The vulnerability CVE-2026-29049 affects chainguard-dev's melange tool, specifically versions 0.40.5 and earlier. Melange is used to build APK packages through declarative pipelines. The issue lies in the update-cache component (pkg/renovate/cache/cache.go), where the function downloads data from URIs specified in build configurations using io.Copy without imposing any size restrictions or HTTP client timeouts. Because the URI is attacker-controlled, an adversary can craft a malicious build configuration that points to a resource that causes unbounded data downloads and disk writes. This leads to uncontrolled resource consumption, specifically disk space exhaustion on the build runner environment. The vulnerability is categorized under CWE-400 (Uncontrolled Resource Consumption) and CWE-918 (Server-Side Request Forgery), indicating that the attacker can influence server-side requests to cause resource depletion. Exploitation does not require authentication but does require user interaction to supply a malicious build configuration. The CVSS v3.1 base score is 4.3 (medium severity), reflecting network attack vector, low complexity, no privileges required, but requiring user interaction, and impacting availability only. No patches or fixes have been publicly released at the time of publication, and no known exploits have been observed in the wild. This vulnerability can disrupt build pipelines by causing denial of service due to disk exhaustion, potentially delaying software delivery and impacting development operations.

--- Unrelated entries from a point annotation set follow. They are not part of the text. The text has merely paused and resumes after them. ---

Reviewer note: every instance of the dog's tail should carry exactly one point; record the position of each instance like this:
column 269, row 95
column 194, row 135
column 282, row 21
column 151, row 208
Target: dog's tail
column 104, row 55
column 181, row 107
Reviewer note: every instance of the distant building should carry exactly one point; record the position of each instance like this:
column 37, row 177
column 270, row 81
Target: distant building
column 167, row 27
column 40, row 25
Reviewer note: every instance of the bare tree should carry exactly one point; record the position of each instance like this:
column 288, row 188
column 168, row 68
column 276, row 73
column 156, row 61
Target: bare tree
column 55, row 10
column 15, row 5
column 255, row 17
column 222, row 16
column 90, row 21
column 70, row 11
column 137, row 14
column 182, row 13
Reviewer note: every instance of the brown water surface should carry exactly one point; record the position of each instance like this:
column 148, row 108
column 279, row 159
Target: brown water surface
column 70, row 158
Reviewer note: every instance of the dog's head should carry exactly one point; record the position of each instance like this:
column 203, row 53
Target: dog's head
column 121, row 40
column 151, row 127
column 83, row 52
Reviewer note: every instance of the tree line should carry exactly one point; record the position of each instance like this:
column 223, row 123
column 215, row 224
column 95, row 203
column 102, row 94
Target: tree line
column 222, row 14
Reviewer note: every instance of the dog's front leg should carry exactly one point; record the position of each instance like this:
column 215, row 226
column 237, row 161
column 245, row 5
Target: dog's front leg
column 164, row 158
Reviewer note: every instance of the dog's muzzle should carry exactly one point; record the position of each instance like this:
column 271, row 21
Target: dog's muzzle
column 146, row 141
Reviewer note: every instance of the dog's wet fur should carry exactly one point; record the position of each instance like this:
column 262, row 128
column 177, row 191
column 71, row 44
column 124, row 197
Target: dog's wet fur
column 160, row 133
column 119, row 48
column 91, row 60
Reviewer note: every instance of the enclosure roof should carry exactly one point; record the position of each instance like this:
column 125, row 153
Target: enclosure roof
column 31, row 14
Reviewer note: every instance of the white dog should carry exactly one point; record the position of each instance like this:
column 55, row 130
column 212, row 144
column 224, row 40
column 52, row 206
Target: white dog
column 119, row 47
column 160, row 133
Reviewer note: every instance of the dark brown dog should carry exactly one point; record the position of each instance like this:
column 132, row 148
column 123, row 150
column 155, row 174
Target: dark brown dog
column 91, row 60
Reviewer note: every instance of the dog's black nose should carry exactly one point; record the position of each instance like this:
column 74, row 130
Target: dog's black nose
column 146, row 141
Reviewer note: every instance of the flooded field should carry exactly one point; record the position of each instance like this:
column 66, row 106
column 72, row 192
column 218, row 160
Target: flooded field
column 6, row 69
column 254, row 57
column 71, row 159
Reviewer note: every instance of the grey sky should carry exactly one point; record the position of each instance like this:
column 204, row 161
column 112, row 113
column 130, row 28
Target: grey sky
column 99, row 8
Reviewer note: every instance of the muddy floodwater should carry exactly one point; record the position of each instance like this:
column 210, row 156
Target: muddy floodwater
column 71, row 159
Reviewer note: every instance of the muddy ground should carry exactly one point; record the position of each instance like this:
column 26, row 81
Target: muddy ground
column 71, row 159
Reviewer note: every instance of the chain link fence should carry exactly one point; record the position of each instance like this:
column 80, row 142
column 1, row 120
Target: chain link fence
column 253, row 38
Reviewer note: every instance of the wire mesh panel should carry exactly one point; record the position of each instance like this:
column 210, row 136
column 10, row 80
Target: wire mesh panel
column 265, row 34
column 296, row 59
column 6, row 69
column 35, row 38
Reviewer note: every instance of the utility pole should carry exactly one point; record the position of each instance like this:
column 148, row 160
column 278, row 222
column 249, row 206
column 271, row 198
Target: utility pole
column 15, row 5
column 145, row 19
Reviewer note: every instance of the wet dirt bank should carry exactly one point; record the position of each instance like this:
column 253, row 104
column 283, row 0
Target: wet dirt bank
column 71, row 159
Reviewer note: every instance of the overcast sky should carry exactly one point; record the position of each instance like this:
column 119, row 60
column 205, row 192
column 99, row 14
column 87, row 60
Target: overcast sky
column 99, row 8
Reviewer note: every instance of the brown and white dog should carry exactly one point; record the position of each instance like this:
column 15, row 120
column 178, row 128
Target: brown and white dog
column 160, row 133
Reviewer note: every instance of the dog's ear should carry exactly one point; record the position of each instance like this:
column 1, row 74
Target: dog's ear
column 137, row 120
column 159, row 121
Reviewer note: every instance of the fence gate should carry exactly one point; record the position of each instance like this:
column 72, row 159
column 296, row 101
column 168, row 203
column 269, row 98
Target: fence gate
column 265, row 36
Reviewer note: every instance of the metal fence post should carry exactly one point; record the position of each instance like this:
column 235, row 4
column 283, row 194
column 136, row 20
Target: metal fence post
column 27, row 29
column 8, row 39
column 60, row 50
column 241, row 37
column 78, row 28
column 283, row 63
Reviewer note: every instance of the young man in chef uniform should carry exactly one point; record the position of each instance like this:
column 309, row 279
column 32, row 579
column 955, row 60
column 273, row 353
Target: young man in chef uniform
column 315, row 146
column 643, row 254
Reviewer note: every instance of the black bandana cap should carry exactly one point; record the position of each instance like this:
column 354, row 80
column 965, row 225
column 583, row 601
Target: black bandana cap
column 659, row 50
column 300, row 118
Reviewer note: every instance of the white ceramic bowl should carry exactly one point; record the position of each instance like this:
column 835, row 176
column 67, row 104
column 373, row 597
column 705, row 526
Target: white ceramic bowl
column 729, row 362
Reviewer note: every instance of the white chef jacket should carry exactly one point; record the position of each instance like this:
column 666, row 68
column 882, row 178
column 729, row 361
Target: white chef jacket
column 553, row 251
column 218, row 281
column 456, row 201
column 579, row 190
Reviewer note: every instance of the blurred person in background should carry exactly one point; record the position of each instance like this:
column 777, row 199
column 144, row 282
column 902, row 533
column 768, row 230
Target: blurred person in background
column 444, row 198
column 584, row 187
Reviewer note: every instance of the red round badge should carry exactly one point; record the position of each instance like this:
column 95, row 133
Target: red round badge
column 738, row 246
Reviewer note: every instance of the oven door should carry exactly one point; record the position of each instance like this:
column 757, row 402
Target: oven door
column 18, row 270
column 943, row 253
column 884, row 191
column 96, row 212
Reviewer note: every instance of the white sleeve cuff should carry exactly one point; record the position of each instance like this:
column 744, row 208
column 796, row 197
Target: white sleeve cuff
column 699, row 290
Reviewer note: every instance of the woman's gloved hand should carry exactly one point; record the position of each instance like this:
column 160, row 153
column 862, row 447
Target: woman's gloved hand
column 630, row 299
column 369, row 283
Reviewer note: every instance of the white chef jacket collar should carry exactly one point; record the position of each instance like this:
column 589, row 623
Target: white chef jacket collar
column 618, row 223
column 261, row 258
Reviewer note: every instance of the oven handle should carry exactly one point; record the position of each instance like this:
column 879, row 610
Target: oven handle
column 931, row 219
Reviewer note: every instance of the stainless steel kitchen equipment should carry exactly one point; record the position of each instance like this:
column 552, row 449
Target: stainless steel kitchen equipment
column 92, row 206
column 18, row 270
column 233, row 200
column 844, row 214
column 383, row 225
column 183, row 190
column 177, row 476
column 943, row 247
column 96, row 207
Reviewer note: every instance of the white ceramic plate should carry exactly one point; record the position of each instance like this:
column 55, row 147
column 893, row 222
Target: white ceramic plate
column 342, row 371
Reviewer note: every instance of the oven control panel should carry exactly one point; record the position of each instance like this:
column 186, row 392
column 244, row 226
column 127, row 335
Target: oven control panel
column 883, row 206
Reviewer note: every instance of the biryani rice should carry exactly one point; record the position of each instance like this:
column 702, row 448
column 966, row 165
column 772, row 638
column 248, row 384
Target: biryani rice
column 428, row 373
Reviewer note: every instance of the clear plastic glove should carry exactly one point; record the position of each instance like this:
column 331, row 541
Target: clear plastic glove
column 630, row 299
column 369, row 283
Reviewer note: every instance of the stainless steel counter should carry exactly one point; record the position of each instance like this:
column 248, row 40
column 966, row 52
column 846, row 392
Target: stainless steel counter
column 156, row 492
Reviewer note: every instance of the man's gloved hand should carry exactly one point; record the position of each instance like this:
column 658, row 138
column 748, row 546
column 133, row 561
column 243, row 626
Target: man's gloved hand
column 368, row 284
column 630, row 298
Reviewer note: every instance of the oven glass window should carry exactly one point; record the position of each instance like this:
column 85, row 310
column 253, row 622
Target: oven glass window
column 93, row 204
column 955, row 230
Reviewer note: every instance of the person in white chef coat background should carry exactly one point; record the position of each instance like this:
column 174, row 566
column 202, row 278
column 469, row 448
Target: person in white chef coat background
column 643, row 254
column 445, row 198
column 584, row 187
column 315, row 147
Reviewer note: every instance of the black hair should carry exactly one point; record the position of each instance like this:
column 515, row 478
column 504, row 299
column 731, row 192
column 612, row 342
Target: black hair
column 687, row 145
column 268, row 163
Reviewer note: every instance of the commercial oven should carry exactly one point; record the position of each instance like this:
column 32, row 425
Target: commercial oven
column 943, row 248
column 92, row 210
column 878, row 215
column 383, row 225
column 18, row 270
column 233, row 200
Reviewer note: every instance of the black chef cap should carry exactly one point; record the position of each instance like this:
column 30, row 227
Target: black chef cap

The primary impact of this vulnerability is denial of service through disk space exhaustion on build runner systems. Organizations relying on melange for automated APK package builds may experience build failures, pipeline interruptions, and degraded developer productivity. In environments with limited disk capacity or shared build infrastructure, this could lead to cascading failures affecting multiple projects or teams. Although the vulnerability does not directly compromise confidentiality or integrity, the availability impact can delay software releases and increase operational costs. Attackers could exploit this flaw to disrupt continuous integration/continuous deployment (CI/CD) workflows, potentially impacting organizations that depend on rapid and reliable build processes. Since the vulnerability requires user interaction to supply malicious configurations, insider threats or compromised developer environments could increase risk. The lack of a public patch means organizations must rely on mitigations until an official fix is released.

To mitigate this vulnerability, organizations should implement strict validation and sanitization of build configurations to prevent untrusted or attacker-controlled URIs from being used in melange pipelines. Restricting who can submit or modify build configurations reduces risk. Network-level controls such as egress filtering and limiting outbound HTTP requests from build runners can prevent access to malicious URIs. Monitoring disk usage on build runners with alerting for abnormal growth can enable early detection of exploitation attempts. Employing container or VM resource quotas can limit the impact of resource exhaustion. If possible, temporarily disabling or isolating the update-cache functionality until a patch is available can reduce exposure. Organizations should track chainguard-dev announcements for patches and apply updates promptly once released. Additionally, consider implementing HTTP client timeouts and size limits in custom wrappers or proxy layers if modifying melange is feasible internally.